In their councils they said, let us make man in our own image. So, in the likeness of the Fathers, and the Mothers—the Gods—created they man—male and female.
When this earth was prepared for mankind, Michael, as Adam, came down. He brought with him one of his wives, and he called her name Eve.
Adam and Eve are the names of the fathers and mothers of worlds.
Adam was not made out of a lump of clay, as we make a brick, nor was Eve taken as a rib—a bone—from his side. They came by generation. But woman, as the wife or mate of man, was a rib of man. She was taken from his side, in their glorified world, and brought by him to earth to be the mother of a race.
These were father and mother of a world of spirits who had been born to them in heaven. These spirits had been waiting for the grand period of their probation, when they should have bodies or tabernacles, so that they might become, in the resurrection, like Gods.
When this earth had become an abode for mankind, with its Garden of Eden, then it was that the morning stars sang together, and the sons and daughters of God shouted for joy. They were coming down to earth.
The children of the sun, at least, knew what the grand scheme of the everlasting Fathers and the everlasting Mothers meant, and they, both sons and daughters, shouted for joy. The temple of the eternities shook with their hosannas, and trembled with divine emotions.
The father and mother were at length in their Garden of Eden. They came on purpose to fall. They fell "that man might be; and man is, that he might have joy." They ate of the tree of mortal life, partook of the elements of this earth that they might again become mortal for their children's sake. They fell that another world might have a probation, redemption and resurrection.
The grand patriarchal economy, with Adam, as a resurrected being, who brought his wife Eve from another world, has been very finely elaborated, by Brigham, from the patriarchal genesis which Joseph conceived.

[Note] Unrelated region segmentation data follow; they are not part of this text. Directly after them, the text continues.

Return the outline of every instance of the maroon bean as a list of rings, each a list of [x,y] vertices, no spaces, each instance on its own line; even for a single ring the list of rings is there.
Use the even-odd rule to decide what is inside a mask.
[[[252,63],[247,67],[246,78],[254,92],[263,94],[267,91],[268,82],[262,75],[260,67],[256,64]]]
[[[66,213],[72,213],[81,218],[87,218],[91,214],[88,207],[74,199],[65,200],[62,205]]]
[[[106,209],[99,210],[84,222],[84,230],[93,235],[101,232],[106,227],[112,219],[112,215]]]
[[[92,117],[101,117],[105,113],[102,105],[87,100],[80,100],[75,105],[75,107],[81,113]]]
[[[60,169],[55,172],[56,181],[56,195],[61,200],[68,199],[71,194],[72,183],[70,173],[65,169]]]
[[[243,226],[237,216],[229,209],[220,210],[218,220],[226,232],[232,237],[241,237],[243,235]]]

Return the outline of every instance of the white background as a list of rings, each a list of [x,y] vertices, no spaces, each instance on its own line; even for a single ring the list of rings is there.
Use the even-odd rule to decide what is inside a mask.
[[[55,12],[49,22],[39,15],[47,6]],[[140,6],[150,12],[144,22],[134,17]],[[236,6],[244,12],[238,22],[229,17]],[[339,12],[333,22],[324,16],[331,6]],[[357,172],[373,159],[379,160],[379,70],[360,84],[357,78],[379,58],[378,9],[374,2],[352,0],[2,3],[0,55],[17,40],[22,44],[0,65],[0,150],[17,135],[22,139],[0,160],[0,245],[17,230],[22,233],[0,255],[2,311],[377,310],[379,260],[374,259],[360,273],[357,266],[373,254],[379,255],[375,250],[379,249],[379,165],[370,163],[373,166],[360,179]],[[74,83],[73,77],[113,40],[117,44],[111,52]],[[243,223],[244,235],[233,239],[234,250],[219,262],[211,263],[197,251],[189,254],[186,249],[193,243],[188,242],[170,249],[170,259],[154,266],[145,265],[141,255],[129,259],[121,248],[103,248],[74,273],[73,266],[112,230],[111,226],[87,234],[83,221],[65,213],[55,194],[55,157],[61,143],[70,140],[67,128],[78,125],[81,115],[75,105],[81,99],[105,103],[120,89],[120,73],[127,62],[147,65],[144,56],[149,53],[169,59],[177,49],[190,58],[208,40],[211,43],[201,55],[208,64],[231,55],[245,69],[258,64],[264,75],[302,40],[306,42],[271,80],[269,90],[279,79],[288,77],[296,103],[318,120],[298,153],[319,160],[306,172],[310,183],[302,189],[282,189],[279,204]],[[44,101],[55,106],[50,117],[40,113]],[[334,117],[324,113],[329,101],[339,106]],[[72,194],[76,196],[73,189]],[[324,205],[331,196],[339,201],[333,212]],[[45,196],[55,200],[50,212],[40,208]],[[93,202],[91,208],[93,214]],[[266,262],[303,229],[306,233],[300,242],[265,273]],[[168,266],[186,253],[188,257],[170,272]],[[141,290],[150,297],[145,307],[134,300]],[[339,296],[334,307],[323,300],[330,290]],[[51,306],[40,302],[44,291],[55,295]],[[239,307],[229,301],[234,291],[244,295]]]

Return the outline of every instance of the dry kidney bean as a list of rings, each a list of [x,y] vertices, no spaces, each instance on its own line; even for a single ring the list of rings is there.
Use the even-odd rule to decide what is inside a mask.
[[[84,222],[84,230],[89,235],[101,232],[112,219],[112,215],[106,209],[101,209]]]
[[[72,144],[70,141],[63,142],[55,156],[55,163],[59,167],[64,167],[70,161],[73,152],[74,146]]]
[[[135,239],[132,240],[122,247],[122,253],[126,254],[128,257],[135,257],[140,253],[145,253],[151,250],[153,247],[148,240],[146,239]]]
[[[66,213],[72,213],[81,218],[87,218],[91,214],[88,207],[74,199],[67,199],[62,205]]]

Perchance the scientist might hesitate to accept the Mormon ideals of the genesis of mortals and immortals, but Joseph and Brigham have very much improved on the Mosaic genesis of man. It is certainly not scientific to make Adam as a model adobe; the race has come by generation. The genesis of a hundred worlds of his family, since his day, does not suggest brickyards of mortality. The patriarchal economy of Mormonism is at least an improvement, and is decidedly epic in all its constructions and ideals.